The Suffolk County Conservative Party had backed Republican Richard Yastrzemski in his fall bid for Southampton Town supervisor—but for the January special election for an empty seat on the Town Board, they switched camps this week and endorsed his opponent, Democrat Julie Lofstad.
Southampton Town Conservative Party Leader Jeremy Brandt said this week that Ms. Lofstad set herself apart based on her background working for her community. But he also said the party took the unusual step of endorsing a Democrat because of Mr. Yastrzemski’s performance during the latest screening process, and a reevaluation of his track record as the deputy mayor of Southampton Village—specifically, increases to the village budget and the Police Department budgets.

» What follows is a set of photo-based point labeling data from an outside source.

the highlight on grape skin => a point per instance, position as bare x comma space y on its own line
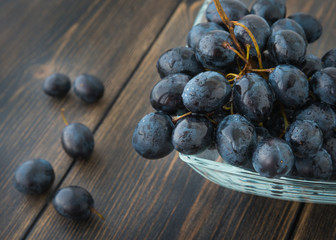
272, 81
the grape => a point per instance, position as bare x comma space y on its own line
77, 140
305, 138
323, 84
321, 114
253, 97
311, 64
311, 26
206, 92
287, 47
166, 95
259, 28
290, 85
152, 136
192, 134
273, 157
236, 139
199, 30
73, 202
34, 176
222, 94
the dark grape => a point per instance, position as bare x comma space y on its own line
73, 202
206, 92
322, 114
311, 26
259, 28
77, 140
166, 95
273, 157
262, 134
57, 85
287, 47
178, 60
88, 88
253, 97
311, 64
199, 30
329, 59
290, 85
329, 145
236, 139
305, 138
211, 53
152, 136
34, 176
270, 10
317, 166
323, 84
193, 134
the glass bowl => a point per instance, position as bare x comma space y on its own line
211, 166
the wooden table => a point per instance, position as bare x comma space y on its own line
120, 41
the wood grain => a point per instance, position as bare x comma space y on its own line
161, 199
140, 199
104, 38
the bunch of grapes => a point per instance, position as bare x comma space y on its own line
245, 85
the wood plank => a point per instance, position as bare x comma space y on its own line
37, 38
317, 221
161, 199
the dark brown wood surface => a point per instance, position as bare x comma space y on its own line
120, 41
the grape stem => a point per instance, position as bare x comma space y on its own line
230, 26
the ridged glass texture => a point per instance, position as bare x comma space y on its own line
211, 166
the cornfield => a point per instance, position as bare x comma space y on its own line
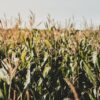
49, 64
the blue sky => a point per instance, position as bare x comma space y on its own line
58, 9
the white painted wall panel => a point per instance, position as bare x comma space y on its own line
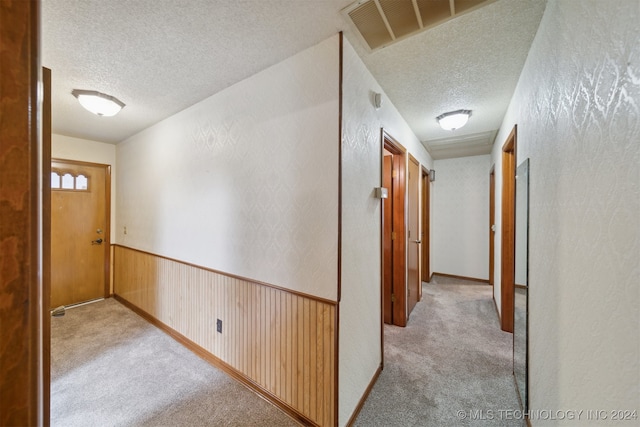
360, 309
84, 150
461, 217
577, 106
246, 181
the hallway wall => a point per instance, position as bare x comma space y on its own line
577, 107
460, 226
360, 303
246, 181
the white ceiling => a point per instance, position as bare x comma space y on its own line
161, 56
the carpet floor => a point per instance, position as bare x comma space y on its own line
450, 366
110, 367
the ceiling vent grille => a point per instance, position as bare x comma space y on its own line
384, 22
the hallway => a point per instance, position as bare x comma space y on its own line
451, 365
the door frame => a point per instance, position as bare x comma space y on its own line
415, 239
492, 221
107, 207
399, 222
508, 235
426, 230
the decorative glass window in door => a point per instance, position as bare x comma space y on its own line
61, 180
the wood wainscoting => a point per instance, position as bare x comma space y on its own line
280, 343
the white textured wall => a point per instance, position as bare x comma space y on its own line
246, 181
460, 226
577, 106
69, 148
360, 310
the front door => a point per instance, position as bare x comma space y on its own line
79, 232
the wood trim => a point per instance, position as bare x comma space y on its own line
229, 275
336, 379
495, 305
21, 397
507, 268
364, 397
382, 135
215, 361
492, 221
416, 196
46, 245
281, 343
455, 276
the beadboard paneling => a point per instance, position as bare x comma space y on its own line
282, 342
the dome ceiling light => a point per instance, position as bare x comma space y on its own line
454, 119
98, 103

“He screened very poorly. I was shocked at how poorly he did,” Mr. Brandt said this week.
He went on: “Through more research, we realized that Mr. Yastrzemski’s budget as Southampton Village deputy mayor and police commissioner were outrageous. When he took office, it was at $18 million, and their budget today stands at $27 million. The village is 6.8 square miles and had more police overtime than the whole Town of Southampton. That is stunning, if you ask me.”
Although a Democrat endorsed by the Conservative Party is a case of strange political bedfellows, Mr. Brandt predicted that once Ms. Lofstad gains her footing on the Town Board, she will do an excellent job wading through red tape to get things done for the town. “What drew us to Julie is that she is a local lady,” he said. “As a homeowner in Hampton Bays, I do believe that it is very underserved on the town level, and that Julie would definitely help alleviate that.”

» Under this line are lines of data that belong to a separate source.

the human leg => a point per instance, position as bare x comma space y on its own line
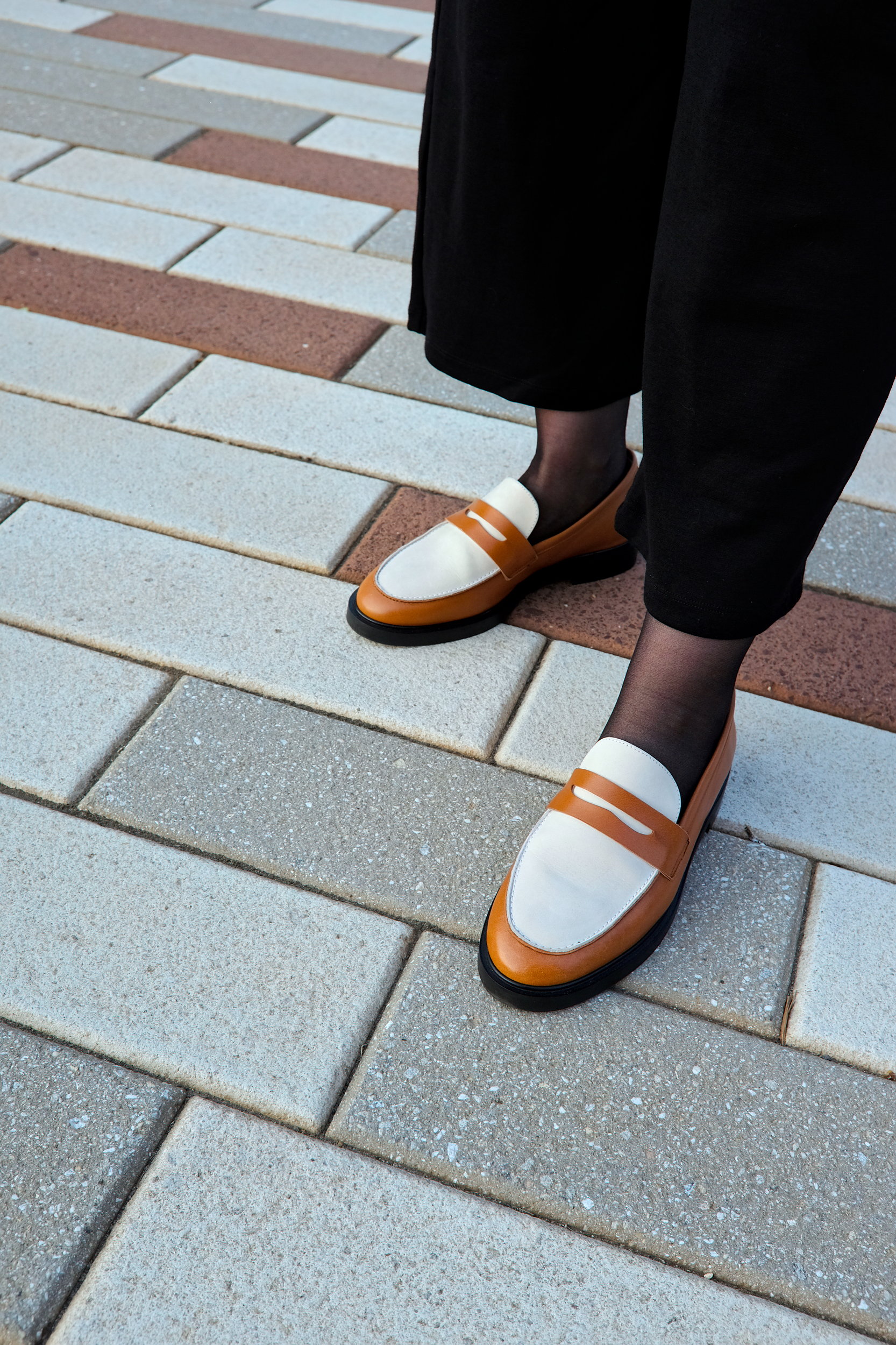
770, 349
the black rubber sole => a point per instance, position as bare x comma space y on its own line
548, 999
580, 569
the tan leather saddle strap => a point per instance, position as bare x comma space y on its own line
513, 556
665, 845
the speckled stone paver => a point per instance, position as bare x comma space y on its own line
256, 504
63, 711
120, 93
414, 832
252, 625
856, 555
845, 992
210, 197
243, 1231
781, 782
427, 837
74, 1136
258, 23
76, 49
218, 980
730, 954
395, 240
706, 1146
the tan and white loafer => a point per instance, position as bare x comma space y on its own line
598, 881
466, 575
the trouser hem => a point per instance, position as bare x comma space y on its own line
553, 392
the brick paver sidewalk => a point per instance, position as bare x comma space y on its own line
252, 1088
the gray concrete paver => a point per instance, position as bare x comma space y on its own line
856, 555
74, 1136
20, 154
403, 440
396, 238
87, 366
222, 981
256, 504
80, 50
730, 954
781, 783
407, 829
845, 990
676, 1137
253, 22
210, 612
150, 97
350, 1250
63, 711
80, 124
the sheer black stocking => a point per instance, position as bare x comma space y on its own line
579, 459
676, 698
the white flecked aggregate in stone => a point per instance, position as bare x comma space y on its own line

The special election is to replace Brad Bender, who was forced to resign last month after being arrested on felony charges of distributing oxycodone. The special election has been scheduled for Tuesday, January 26.
This week, Ms. Lofstad said she was pleasantly surprised to receive the endorsement, noting that she did not have it for her run for Town Board in November. She said her ability to look past party lines and fight for what is right on issues is what sets her apart.
“I feel that when you are from, at least as a political outsider, when you are from a party, you don’t have every single view that every other person in that party has. You have views from other parties, perhaps—most people do,” she said. “Whatever they saw in me, I guess they liked, and I am honored to represent their party well.”
This week, Mr. Yastrzemski said he was surprised about the decision, saying that nothing had changed between his endorsement for supervisor six months ago and last week’s decision not to endorse him for councilman. Mr. Yastrzemski suggested that some members of the Conservative Party’s local committee do not like his hesitancy to outright oppose The Hills at East Quogue development proposal, and said that he feels the party’s decision not to endorse him is part of larger county political issue, though he wouldn’t elaborate.
“I had all of the same qualifications and issues six months ago for supervisor, so whatever concern or issue they had wasn’t enough then,” he said. “I don’t know what changed now for them, if that is their answer—but, whatever.”
According to Mr. Brandt, the party is very happy with its decision, which was finalized on Monday. He called Ms. Lofstad a “breath of fresh air.”
“We are really excited for her and what she can do,” he said. “We are really excited for her, and we think she will do a really good job.”